Revision as of 16:00, 10 May 2005

Ranked Approval Voting (RAV) is an election method combining a ranked ballot with an approval measure. Kevin Venzke may have been the first to suggest it on the election methods mailing list, in 2003 (need to provide link to list posting here --Araucaria). It was given the name "Ranked Approval Voting" by Russ Paielli.

RAV finds the same winner as Definite Majority Choice.

Ballot Format

To implement RAV, a voter uses a ranked ballot. By default, any ranked candidates are considered approved. Depending on implementation, the voter may also add an approval cutoff to indicate that some of the ranked candidates are not approved.

Procedure

Ballots are tabulated into a pairwise matrix.

Repeat until a winner is found:

  • Search for a candidate who is not defeated by any other non-eliminated candidates. If one is found, this is the RAV winner..
  • If no RAV winner exists, the candidate with the least approval is eliminated —his pairwise contests are no longer considered.

The process repeats until some non-eliminated candidate pairwise defeats every other non-eliminated candidate.
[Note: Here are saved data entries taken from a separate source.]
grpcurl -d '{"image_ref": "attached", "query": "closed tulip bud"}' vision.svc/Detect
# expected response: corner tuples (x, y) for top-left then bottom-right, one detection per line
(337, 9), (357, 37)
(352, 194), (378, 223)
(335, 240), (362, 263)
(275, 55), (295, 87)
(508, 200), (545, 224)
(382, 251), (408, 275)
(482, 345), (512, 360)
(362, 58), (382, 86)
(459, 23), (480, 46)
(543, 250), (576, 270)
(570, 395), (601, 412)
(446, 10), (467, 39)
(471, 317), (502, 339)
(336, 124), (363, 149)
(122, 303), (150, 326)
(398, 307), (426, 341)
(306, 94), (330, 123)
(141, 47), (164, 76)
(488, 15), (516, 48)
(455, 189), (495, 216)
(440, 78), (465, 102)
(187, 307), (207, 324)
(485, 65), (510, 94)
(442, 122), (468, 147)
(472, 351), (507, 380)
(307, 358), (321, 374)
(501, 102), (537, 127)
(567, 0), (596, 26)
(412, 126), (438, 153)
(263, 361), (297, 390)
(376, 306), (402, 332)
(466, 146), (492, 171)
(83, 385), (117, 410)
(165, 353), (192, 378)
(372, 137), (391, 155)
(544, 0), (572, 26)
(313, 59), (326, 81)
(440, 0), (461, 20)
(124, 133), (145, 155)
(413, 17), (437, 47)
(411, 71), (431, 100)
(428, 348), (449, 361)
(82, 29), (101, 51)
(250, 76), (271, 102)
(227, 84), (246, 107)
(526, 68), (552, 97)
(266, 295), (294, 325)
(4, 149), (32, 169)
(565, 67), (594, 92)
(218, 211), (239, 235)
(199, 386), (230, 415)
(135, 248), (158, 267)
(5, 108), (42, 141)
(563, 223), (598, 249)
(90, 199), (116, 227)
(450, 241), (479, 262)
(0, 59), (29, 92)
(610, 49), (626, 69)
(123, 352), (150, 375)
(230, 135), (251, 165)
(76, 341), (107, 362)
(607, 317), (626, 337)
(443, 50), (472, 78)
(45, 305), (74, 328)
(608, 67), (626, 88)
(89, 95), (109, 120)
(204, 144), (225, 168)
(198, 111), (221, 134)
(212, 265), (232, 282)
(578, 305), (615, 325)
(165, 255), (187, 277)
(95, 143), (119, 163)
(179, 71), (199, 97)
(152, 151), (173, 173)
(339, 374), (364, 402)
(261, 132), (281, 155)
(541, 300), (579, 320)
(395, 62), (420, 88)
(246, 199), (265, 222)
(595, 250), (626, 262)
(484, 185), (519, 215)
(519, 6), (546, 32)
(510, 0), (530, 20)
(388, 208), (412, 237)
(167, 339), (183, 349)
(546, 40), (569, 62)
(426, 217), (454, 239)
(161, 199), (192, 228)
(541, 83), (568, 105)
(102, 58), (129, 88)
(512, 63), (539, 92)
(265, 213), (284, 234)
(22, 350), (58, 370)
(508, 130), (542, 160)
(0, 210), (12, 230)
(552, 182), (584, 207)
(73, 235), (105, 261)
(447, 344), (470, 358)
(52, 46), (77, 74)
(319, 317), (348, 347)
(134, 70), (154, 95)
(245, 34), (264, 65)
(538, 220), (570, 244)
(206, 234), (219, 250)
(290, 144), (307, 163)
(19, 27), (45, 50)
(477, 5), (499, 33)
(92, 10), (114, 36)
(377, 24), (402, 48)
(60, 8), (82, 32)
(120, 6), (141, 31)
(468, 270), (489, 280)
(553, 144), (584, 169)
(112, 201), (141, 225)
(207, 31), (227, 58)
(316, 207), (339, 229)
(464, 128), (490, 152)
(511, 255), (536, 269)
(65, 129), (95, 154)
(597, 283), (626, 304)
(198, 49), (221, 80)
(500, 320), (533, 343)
Ranked Approval Voting is a Condorcet method, which means it always finds the Condorcet winner if one exists. A Condorcet winner is the candidate who, when compared in turn with each of the other candidates, is preferred by more voters to the other candidate. This implies that a majority of ballots rank the CW above any other candidate.

Advantages

Ranked Approval Voting satisfies the Smith criterion without requiring an explicit step to reduce to the Smith set.